Dear Friends,
Pope John Paul II’s recent visit to the Americas displays, once again, this pope’s deeply pastoral heart. His every word and deed called this continent’s believers to renewed Christian faith and practice. Sadly, from out of the richness of his message, the only thing the secular media noted was a misinterpretation of his views on capitalism. For example, one news report asserted that John Paul’s Apostolic Exhortation Ecclesia in America —the presentation of which provided the occasion for this visit—“reflects the pope’s concerns about excessive capitalism, moving the church away from its earlier worries about Marxism and liberation theology.”
This analysis stems from John Paul’s critique of what he calls “neo-liberalism,” an economic system “based on a purely economic conception of man” and that “considers profit and the law of the market as its only parameters, to the detriment of the dignity of and the respect due to individuals and peoples.” Anyone familiar with John Paul’s social teaching will recognize here his concern that social institutions reflect the truth about human nature.

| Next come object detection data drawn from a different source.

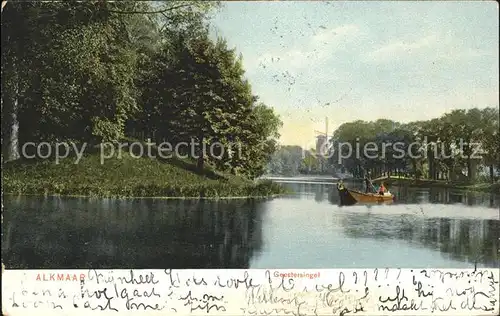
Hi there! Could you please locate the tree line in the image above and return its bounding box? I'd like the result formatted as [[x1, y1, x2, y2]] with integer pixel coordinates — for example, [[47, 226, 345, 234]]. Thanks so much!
[[1, 0, 282, 178], [330, 107, 500, 182]]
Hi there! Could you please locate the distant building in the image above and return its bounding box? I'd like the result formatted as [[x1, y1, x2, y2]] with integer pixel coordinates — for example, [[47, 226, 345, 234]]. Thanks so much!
[[316, 135, 327, 156]]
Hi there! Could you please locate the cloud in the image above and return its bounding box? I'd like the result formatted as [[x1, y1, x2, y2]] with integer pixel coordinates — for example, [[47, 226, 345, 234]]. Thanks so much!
[[245, 24, 360, 71], [363, 35, 438, 62], [361, 34, 494, 63]]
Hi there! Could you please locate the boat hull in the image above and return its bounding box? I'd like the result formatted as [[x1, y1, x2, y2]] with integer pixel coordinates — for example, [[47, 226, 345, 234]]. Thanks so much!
[[338, 189, 394, 205]]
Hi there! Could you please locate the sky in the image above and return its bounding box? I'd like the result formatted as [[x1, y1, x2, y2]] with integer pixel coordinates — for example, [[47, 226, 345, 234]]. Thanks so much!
[[212, 1, 499, 148]]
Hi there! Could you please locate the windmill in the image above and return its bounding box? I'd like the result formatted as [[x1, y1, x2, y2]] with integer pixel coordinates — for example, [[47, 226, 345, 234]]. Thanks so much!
[[314, 117, 329, 172]]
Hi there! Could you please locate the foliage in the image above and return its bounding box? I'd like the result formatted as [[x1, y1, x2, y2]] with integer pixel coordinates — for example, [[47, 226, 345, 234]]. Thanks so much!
[[2, 1, 281, 195], [331, 107, 500, 182], [3, 152, 284, 198]]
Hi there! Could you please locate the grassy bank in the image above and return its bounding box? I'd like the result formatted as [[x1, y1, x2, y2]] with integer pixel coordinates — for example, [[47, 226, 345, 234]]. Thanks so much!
[[3, 152, 285, 198], [373, 177, 500, 194]]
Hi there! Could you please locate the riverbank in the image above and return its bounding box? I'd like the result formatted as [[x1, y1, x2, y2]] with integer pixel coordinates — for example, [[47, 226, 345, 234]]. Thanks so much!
[[3, 153, 286, 199], [373, 177, 500, 194]]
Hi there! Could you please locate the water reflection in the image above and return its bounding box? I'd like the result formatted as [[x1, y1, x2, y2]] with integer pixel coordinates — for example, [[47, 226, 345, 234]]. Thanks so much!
[[2, 197, 262, 269], [342, 213, 500, 267], [2, 183, 500, 269]]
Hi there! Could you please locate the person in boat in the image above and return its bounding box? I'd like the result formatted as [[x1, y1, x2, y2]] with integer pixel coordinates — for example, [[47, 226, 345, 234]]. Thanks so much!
[[365, 176, 375, 193], [378, 182, 387, 195], [337, 179, 345, 191]]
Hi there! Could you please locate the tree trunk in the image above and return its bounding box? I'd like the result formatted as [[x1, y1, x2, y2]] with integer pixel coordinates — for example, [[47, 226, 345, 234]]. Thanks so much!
[[467, 155, 474, 183], [2, 61, 20, 162], [196, 136, 205, 172]]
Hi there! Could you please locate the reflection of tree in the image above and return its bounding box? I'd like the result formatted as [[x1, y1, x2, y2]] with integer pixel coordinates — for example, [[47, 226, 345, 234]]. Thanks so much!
[[342, 214, 500, 266], [2, 197, 263, 269], [391, 186, 500, 208]]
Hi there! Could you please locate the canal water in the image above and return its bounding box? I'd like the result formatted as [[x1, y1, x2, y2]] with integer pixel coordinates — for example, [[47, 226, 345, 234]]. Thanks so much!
[[2, 180, 500, 269]]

The trouble with neo-liberalism, just as with Marxism, is that it sees people only as bodies to the exclusion of their souls. So John Paul is not condemning capitalism but materialism, and a system of purely materialist capitalism is just as bad as one of atheistic communism.
Here, as always, John Paul’s concern is not exclusively with the social order, but with the care of souls. As he writes in Ecclesia in America, “the foundation on which all human rights rest is the dignity of the human person … ‘made in the divine image’.” Those who have followed our work know that the pope’s concern for human dignity is our concern, and indeed the concern of all who seek to promote a vision of free-market institutions guided by this principle. I thank you for your support in this project.